Can't find all roots to function with fixed point method

Question

I have a function $f(x) = x^2-8x-10\cos(2x)+15$ and I'm supposed to via Matlab find all roots for this function. I can see graphically that it has $4$ roots and I've written a matlab function to find a root. When the absolute difference between $x_n$ and $x_{n+1}$ is smaller than $10^{-10}$ the function returns $x_{n+1}$ as the root.

Since it has $4$ roots I call the function $4$ times, with different starting values each time, all of them being close to some root.

The problem is this: the 1st and 3rd root are found. And the 2nd and 4th roots aren't. Trying to find the 2nd root returns me the value of the 1st root, and trying to find the 4th root just loops telling me $x_n$ is NaN.

Even when the start value when I try to find the 2nd root is the root, it still returns the 1st root.
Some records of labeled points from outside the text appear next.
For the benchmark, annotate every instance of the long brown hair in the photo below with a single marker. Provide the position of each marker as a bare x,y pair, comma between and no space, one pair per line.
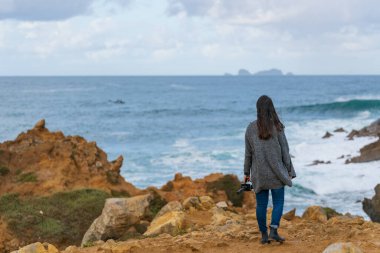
267,118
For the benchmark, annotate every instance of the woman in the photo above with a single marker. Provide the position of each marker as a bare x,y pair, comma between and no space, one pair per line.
268,165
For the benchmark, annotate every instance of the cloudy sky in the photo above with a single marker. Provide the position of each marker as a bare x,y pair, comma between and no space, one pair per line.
188,37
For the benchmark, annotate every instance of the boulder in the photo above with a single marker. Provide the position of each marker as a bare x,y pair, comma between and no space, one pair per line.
222,204
171,223
368,153
40,125
206,202
339,130
327,135
169,207
191,202
372,206
289,215
117,216
342,247
315,213
38,248
372,130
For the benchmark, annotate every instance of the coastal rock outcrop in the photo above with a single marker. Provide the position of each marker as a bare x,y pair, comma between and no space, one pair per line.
372,130
171,223
40,162
368,153
38,248
315,213
218,186
118,215
372,206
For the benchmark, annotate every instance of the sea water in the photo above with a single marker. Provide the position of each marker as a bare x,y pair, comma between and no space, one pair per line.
196,125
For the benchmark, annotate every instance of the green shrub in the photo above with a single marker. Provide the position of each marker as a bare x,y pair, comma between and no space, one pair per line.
4,171
27,177
230,184
61,219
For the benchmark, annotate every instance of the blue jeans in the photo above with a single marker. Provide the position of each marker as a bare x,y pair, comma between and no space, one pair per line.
262,204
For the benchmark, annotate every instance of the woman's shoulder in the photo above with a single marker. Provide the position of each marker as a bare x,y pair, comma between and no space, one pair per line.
252,124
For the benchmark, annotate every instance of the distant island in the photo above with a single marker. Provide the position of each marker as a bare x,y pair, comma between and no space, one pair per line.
269,72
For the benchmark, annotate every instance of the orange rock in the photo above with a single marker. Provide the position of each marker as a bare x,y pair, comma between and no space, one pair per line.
43,162
315,213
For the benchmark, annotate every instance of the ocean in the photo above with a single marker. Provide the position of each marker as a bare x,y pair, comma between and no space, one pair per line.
195,125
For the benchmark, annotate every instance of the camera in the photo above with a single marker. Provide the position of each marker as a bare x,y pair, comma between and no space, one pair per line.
245,187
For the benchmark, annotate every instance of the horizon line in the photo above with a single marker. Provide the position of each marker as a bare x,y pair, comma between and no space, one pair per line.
185,75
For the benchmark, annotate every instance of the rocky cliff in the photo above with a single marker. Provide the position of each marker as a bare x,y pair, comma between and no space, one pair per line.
62,190
39,162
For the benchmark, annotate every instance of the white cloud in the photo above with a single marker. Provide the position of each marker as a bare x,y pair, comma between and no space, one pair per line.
48,10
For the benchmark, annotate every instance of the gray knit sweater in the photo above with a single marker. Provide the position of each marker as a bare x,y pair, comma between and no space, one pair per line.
268,162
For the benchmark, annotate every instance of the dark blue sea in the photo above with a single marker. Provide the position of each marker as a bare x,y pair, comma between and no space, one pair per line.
195,125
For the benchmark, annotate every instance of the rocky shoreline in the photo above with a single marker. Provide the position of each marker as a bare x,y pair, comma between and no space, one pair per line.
62,190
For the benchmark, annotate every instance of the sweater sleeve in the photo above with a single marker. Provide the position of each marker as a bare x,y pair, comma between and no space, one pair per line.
248,154
286,159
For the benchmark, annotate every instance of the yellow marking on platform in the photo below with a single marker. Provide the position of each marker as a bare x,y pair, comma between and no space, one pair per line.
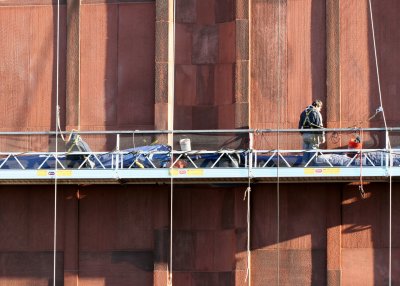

This is for a school lab and it has to be found with a fix-point Method I've been given:

x_n = (1/15)x^2+(7/15)x-(2/3)cos2x+1

My function for finding roots looks like this

function root = fixpoint(x, T)

while true
    x_n = 1/15*(x^2)+7/15*x-2/3*cos(2*x)+1;
    error = abs(x_n-x);
    disp(['Error: ', num2str(error),' X_n: ', num2str(x_n)])

    if error < T
        break
    end

    x = x_n;

end

root = x_n;

end

And I call it 4 times with:

errorMargin = 10^-10;
p1 = fixpoint(2, errorMargin);
p2 = fixpoint(3.977, errorMargin);
p3 = fixpoint(5, errorMargin);
p4 = fixpoint(7, errorMargin);  

And I get: p1= 2.429(correct), p2= 2.429(actual is 3.977), p3= 5.571(correct), p4 loops 'NaN'

What do I need to do to find all $4$ roots?

Answer 1

Your problem is that fixed point iteration only converges when the derivative of the right hand side is less than $1$ in absolute value. If you linearize the problem, the error is multiplied by the derivative of the RHS at each step. If that derivative is greater than $1$ in absolute value, you will get farther and farther from the root. The value of the derivative at $3.977$ is about $2.3$ You don't say what the fourth root is, but you started at $7$ and the derivative looks to be greater than $1$ there as well. A plot of the derivative from Alpha is below.

Answer 2

You ar looking for fixpoints of $g(x)=c\cdot f(x)-x$. It is not surprising that two of the four fixpoints intersect the diagonal $y=x$ from below, i.e., at a slope $g'(x)>1$. Such fixpoints are repelling and will take you further away with each iteration. Only fixpoints where $|g'(x)|<1$ can be found by iterating from a sufficientla close starting point.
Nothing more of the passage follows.